“America is the only country that …”
It’s a not so subtle argument from authority. And no I don’t believe this is a cutesy “did you know” factoid.
Aside from the obvious government navel gazing:
1) it’s highly likely that American mega businesses would support a change along those lines.
2) at many margins such a thing does not matter at all. Wages are higher absent vacation offerings than otherwise. It’s not clear why any particular compensation bundle is “superior” to others. I CAN make an argument for how limiting contract options can be welfare improving but that short post does not attempt it, rather it assumes it.
3) Did you know America is the only country that has so many citizens flying its flag on their homes?
And to the employer it is arguably another reason to substitute capital for labor if these requirements are likely to change; it adds another element of risk associated with adding labor relative to adding capital.
Also I wonder how our productivity stacks up relative to these other nations.
Here is a source for GDP per hours worked, looks like we get beat out only by Ireland and Norway among the nations listed in the WAPO article. http://stats.oecd.org/Index.aspx?DatasetCode=LEVEL
But I guess maybe that does not mean much; if a nation mandates a reduction in total hours worked we would expect a reduced GDP, but the denominator (hours worked) would fall too, right? So how else might we measure the trade-off that must be face as a result of mandatory paid vacation?
jb, I think GDP per hours worked might give us some rough indication of productivity, and thanks for looking it up, which we lazy b******s only do for money and not just contribute something to WC’s blog for free. My guess is that your time is valuable.
I would suggest that no one knows what one country’s productivity is. We, the United States and its experts do not know, and we spend billions of dollars to collect data and analyze it, massage, and spin it. Ireland cannot possibly meet our level of sophistication, but they might come up with better statistics than we by surveying pubs and golf courses across the country and combine that with tweed, adjusted for quality, which is unsurpassed. The Norwegians, yes, I trust their numbers because they are hard working honest Lutherans.
Then there are figures for the USSR, Yeltsin Russia, Putin Russia, China!, North Korea, South Korea, France, Portugal, Italy, the continent of Africa, Zimbabwe, Botswana, California, Pennsylvania, the Lehigh Valley, and they are all of less value than what you expressed. I guess I should have included Bolivia and Cuba! to be fair to the BER, which WC reports to us lazy Ba****ds on Mondays.
My guess is that as far as the government is concerned, the employees of the Department of Defense are more productive than the employees of Health and Human services, and this is based on an a priori argument that you have to show up to work on time, as opposed to not showing up to work at all. OK, you get a subpoena, you have to haul yourself out of bed at 7:30.
But that is a guess, which needs substantiation, and the Army’s mission is to break things and make messes, in which they may be effective, but not necessarily productive.

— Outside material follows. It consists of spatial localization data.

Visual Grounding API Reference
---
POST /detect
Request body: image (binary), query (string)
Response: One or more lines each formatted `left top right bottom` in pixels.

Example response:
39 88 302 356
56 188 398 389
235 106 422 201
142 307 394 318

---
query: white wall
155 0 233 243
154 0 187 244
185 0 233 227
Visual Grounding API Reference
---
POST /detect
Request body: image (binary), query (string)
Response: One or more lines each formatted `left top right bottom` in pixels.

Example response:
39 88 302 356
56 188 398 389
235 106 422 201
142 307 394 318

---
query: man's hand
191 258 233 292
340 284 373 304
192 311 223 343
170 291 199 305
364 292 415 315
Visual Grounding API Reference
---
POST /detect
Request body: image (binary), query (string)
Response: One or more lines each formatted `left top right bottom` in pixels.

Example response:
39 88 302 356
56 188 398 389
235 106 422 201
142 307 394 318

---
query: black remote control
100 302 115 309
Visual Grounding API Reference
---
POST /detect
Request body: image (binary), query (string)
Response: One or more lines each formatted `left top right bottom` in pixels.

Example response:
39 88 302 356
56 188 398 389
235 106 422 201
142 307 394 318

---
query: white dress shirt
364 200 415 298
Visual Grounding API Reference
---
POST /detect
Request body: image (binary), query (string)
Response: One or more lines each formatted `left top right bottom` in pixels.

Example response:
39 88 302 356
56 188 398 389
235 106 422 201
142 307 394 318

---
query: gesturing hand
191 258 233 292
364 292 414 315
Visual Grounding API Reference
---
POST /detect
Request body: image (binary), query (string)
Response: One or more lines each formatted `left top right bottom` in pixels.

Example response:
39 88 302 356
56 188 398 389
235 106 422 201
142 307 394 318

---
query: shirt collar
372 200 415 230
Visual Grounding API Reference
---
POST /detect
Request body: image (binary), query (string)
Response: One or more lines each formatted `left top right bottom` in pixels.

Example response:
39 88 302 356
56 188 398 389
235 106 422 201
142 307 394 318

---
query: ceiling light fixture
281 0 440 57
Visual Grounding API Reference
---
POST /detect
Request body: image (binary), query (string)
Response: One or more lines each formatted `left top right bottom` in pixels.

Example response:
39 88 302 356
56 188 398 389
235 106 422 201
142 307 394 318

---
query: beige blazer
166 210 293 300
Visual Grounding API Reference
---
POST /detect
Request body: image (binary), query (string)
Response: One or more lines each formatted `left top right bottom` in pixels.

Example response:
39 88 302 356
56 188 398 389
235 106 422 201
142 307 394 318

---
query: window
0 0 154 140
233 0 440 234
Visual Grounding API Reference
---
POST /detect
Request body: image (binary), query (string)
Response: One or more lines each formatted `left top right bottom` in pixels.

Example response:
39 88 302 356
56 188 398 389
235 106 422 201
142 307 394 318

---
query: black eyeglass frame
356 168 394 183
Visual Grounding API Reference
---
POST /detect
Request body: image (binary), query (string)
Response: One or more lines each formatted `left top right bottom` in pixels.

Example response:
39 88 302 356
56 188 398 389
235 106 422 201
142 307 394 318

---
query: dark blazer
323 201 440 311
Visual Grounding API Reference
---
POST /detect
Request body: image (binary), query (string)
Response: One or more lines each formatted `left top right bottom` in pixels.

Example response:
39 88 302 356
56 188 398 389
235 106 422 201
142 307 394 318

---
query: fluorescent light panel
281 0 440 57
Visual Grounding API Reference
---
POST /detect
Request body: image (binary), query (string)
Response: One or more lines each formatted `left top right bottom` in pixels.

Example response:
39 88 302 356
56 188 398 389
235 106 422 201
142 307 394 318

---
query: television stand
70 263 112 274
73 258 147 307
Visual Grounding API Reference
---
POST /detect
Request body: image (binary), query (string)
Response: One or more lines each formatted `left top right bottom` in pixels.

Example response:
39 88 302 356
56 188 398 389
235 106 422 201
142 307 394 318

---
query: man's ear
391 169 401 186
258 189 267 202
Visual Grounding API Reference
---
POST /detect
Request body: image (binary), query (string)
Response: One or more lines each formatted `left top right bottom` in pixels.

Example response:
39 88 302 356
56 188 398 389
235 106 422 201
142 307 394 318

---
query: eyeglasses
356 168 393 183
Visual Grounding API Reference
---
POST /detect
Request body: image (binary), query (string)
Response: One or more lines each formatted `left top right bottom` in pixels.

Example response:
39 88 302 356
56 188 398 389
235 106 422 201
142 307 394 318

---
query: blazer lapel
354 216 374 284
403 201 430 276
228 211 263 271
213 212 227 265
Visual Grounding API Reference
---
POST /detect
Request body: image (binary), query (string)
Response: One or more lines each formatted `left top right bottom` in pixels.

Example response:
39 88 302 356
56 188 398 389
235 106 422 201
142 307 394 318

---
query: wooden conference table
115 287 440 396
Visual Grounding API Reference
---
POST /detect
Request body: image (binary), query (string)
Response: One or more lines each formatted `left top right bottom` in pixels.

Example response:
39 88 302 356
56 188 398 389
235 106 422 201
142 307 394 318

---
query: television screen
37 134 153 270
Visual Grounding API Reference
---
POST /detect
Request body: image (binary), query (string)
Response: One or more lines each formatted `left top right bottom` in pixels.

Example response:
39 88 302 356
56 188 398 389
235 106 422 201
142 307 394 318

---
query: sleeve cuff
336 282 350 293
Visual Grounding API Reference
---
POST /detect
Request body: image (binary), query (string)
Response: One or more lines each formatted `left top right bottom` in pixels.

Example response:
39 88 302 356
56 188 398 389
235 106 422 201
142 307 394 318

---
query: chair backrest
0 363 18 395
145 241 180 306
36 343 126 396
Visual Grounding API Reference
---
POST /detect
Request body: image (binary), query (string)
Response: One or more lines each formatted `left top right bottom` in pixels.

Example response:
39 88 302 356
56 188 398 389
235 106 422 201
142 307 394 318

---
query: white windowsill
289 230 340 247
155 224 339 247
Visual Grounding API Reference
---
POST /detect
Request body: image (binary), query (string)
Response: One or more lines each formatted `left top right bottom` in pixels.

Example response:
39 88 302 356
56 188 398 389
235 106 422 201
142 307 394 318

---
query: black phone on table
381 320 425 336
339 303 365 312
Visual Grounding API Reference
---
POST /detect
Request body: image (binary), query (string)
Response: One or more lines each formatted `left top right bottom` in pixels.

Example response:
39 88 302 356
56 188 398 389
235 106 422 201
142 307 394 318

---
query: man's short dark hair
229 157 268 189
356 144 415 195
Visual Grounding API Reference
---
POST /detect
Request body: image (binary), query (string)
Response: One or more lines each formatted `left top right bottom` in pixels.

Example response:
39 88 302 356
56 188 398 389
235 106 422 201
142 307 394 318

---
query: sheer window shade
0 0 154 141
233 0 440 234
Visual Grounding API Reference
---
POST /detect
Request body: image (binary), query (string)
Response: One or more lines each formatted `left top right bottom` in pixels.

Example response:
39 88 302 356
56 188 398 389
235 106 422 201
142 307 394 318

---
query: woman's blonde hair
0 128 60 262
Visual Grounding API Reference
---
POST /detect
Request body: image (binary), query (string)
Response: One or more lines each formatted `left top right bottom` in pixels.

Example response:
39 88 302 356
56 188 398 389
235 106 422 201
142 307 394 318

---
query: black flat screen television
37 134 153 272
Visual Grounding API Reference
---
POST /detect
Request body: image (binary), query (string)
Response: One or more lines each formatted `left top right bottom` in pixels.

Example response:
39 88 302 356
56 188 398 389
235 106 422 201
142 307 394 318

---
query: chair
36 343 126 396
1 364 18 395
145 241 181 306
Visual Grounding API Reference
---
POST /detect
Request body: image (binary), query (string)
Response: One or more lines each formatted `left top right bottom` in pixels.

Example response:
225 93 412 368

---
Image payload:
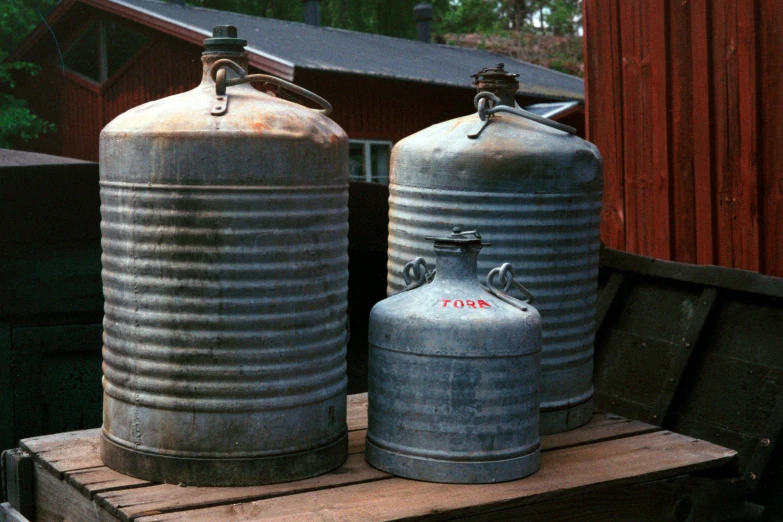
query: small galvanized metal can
366 228 542 483
99 26 349 486
387 64 603 434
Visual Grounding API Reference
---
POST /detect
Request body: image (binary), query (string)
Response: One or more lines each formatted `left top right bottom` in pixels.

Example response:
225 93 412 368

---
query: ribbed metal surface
388 187 600 430
101 183 348 417
367 234 541 483
98 49 350 486
387 112 602 434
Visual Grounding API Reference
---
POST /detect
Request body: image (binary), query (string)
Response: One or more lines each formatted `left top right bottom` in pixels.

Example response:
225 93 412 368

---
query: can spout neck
434 247 480 281
200 54 249 86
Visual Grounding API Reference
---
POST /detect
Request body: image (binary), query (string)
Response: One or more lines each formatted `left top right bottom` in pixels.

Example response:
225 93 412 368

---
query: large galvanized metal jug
99 26 349 486
387 65 602 435
367 228 542 484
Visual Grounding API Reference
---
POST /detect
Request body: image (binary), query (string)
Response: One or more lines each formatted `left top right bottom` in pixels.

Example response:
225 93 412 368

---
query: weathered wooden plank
346 392 368 430
594 392 655 425
690 0 714 265
758 0 783 278
31 406 658 521
450 475 744 522
2 449 33 519
711 0 735 268
673 352 783 439
0 503 30 522
648 287 719 425
541 413 659 451
734 0 759 272
21 429 102 478
32 463 120 522
594 328 677 408
668 0 696 264
104 414 656 520
595 272 624 332
600 247 783 299
618 0 647 255
744 389 783 490
648 0 671 260
65 467 152 500
96 453 389 522
605 277 702 343
134 431 736 522
583 0 625 250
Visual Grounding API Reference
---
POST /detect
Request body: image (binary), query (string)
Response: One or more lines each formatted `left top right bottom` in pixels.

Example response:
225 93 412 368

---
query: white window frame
349 139 393 184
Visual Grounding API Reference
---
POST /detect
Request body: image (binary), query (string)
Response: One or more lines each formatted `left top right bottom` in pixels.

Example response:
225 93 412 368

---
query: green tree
0 0 58 148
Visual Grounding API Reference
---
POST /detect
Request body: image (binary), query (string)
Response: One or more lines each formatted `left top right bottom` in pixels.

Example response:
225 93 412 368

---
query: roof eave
9 0 296 81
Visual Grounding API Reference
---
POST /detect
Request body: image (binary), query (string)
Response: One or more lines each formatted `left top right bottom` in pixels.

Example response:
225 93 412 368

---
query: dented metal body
99 49 349 486
367 231 542 483
387 105 603 435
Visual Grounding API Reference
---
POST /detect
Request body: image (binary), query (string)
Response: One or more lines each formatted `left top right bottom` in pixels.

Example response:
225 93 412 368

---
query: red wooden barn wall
15 4 487 164
583 0 783 277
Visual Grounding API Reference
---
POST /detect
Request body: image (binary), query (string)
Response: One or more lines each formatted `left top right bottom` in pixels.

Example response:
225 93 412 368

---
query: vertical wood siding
584 0 783 276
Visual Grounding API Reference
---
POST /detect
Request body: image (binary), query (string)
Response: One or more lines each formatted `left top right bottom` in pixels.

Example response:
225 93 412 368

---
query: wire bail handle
485 262 535 312
209 59 333 116
472 91 577 135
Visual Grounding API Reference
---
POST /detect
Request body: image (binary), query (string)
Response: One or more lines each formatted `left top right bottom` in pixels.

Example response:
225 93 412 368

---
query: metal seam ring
209 59 333 115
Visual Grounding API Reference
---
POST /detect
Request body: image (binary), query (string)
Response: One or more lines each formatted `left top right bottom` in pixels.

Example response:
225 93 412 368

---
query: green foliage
0 0 58 148
438 0 499 35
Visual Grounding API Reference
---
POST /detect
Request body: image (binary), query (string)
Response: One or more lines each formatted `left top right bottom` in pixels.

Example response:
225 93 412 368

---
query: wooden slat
65 467 152 500
23 398 660 521
668 0 696 264
712 0 735 268
600 247 783 299
690 0 715 266
21 429 102 479
758 0 783 277
583 0 625 250
32 463 118 522
346 392 368 430
135 431 736 522
450 476 744 522
734 0 759 272
648 287 719 425
595 272 625 332
618 0 646 255
102 413 657 521
96 454 389 522
648 0 671 260
745 389 783 490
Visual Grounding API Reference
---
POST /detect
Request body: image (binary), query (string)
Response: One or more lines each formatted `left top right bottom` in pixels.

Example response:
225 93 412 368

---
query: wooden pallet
2 393 744 522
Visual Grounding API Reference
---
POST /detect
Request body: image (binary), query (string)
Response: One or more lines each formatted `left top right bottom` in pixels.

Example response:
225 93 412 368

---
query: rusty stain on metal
99 26 350 486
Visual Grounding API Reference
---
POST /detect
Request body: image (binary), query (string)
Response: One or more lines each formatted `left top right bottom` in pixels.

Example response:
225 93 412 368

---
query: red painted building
584 0 783 277
11 0 584 183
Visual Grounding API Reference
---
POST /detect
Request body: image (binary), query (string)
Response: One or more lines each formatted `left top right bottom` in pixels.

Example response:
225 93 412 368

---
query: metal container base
540 399 594 435
365 439 540 484
100 431 348 487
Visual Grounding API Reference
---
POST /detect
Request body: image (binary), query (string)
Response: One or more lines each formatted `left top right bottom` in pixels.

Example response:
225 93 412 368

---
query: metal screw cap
203 25 247 55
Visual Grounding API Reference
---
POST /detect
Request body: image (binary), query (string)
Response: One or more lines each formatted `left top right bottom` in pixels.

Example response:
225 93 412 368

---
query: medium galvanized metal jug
387 65 602 434
99 26 349 486
367 228 542 483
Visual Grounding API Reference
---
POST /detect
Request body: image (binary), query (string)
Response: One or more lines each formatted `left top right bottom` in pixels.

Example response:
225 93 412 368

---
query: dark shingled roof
109 0 584 101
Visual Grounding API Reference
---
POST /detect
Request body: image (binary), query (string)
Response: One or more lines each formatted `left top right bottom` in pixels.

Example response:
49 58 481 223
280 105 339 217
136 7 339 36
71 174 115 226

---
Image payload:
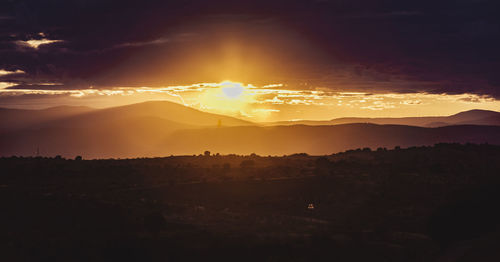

I would add, not in any way to disagree with jb, is that productivity is the ratio of output over input. Sometimes labor productivity is one problem, but not the biggest problem. If your polymer plant or refinery costs a million dollars every two minutes not producing the desired stuff, then cutting one or two people off the payroll may not be the best idea.
This I know is micro thinking, and macro is sexier. Stimulating aggregate demand, however, will not help when a worn gasket missed during annual shutdown causes a whole square mile to catch fire and blow up.
Hence, jb’s observation about capital cost versus labor cost. When we fiddle with labor cost as government übermensch operating the levers, who takes responsibility for laying off or not hiring that guy in maintenance who may have been needed?
If one chooses a job that pays by the hour, you get paid when you work. That’s a tautology, I think, and maybe an axiom of US labor law.
If you are paid a salary and do not punch a time clock, you get “paid” for stipulated holidays, weeks of vacation time, and whatever your contract says.
Your compensation package may include a Cadillac compensation plan, offered to hourly and salaried employees. Check that. Substitute “will likely not” for “may”.
Also, I question how the writer arrived at zero when some hourly/daily workers (showerly?) like government teachers get paid for accumulated untaken sick time and “personal days” when they retire at 55 to a permanent paid summer vacation.
They have it almost as good as the French, maybe even better, since the French just get a month off. Oops, I just took a shot at two very cultured groups.
[…] +1000: Among the Most Overused Phrases (and […]
I’m interning at the EU Parliament in Brussels at the moment, and I have to say I’m shocked by the number of people who tell me they’re *envious* of exactly what Ezra Klein is complaining about. People I’ve talked to are cognisant of the difference in standard of living between the Continent and the US/UK, and they blame it on labor conditions. It’s nice getting time off, but it’s hard to enjoy when everything is closed anyway.